Kwenge encouraged young people to use technology and innovativeness in promoting transparency, while claiming their space in the human rights discourse.
“Tech is great, use it to your advantage but leave no one behind on the basis of access to smart phones, internet or data. You are only as strong as the community you advocate for, but more importantly the community that supports your cause and walks with you,” she said.
“There is strength in numbers. Two weeks ago I attended the Southern Africa HRD Summit in Windhoek, we had a number of panel discussions over several issues, elections, human rights, tech etc. The one question that kept coming from the floor was: Where are the young people? Why are they not up there, why are they not sitting on panels? A valid question.

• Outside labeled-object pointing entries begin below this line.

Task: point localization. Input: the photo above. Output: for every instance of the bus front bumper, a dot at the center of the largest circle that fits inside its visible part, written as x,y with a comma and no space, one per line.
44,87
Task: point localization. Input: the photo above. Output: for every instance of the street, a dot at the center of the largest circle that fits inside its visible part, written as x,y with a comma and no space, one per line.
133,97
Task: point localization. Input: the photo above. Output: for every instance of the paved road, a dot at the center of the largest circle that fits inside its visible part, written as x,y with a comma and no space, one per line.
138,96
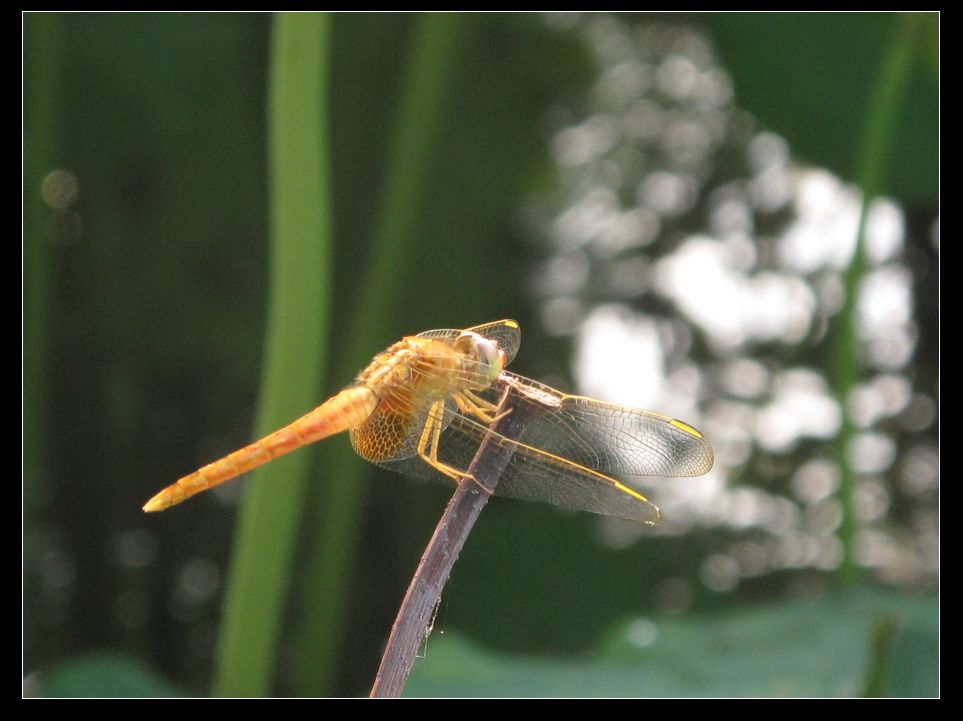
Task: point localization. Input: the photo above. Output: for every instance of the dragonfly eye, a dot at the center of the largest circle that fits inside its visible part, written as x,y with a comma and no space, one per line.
487,356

“But regardless of how we old McDonald (Lewanika AL Zimbabwe country director) and I look now, we too were once young people, we demanded space at the table not just because we were young and black but because we had ideas and we were willing to contribute to the discourse on democracy and human rights. So what I’m saying is this, yes you deserve a seat at the table but don’t wait for us to pull out a chair and invite you. Show up, know your stuff and demand that seat, be so committed and steadfast in your ideals that it makes it virtually impossible for us to ignore you or deny you space.”
According to the International Labour Organisation (ILO), more than one in four young people in Africa — around 72 million — are not in employment, education or training (NEET), with two-thirds being young people and women.
Kwenge said this gives young people an opportunity to hold the elites to account.
“Africa is in the unique position of being a relatively young continent, with a rapidly growing youth population. This brings with it much potential but also some challenges. Tackling youth unemployment and gender inequalities is essential if countries are to achieve Sustainable Development Goal (SDG) 8 on decent work for all by 2030,” Kwenge said.
“The key to resolving this conundrum is in strengthening individual democracies and governance systems throughout the region. What do I mean by this? All over the continent the majority of citizens are disgruntled and despondent.”
Cynthia Chingwena, an African Union (AU) youth ambassador for southern Africa, said societies are paying the price of having limited youth involvement in crucial democratic processes.
“First, conversations around youth inclusion do not adequately capture value-driven inputs and overly depend on demographics and while it may be true that the world is becoming more African with an increasing number of people aged between 18 and 35, leveraging the demographic dividend requires investing in and mainstreaming youth in nation building efforts,” Chingwena said.
“For example, the use of drone technology in enhancing the national and continental peace and security architecture. What I am saying here is Africa no longer needs strongman armies and governments to deal with contemporary security threats such as migration, trans-border crimes and terrorism. Agile policies that take in community perspectives and encourage the participants of diverse stakeholders, including the civil society are the future.
“Second, mobilisation. Many states find themselves in disrepute because there are not enough youth committed to formal spaces of participation. In the South African context, up to 48% of those eligible to vote did not show up at the polls — majority being youth.”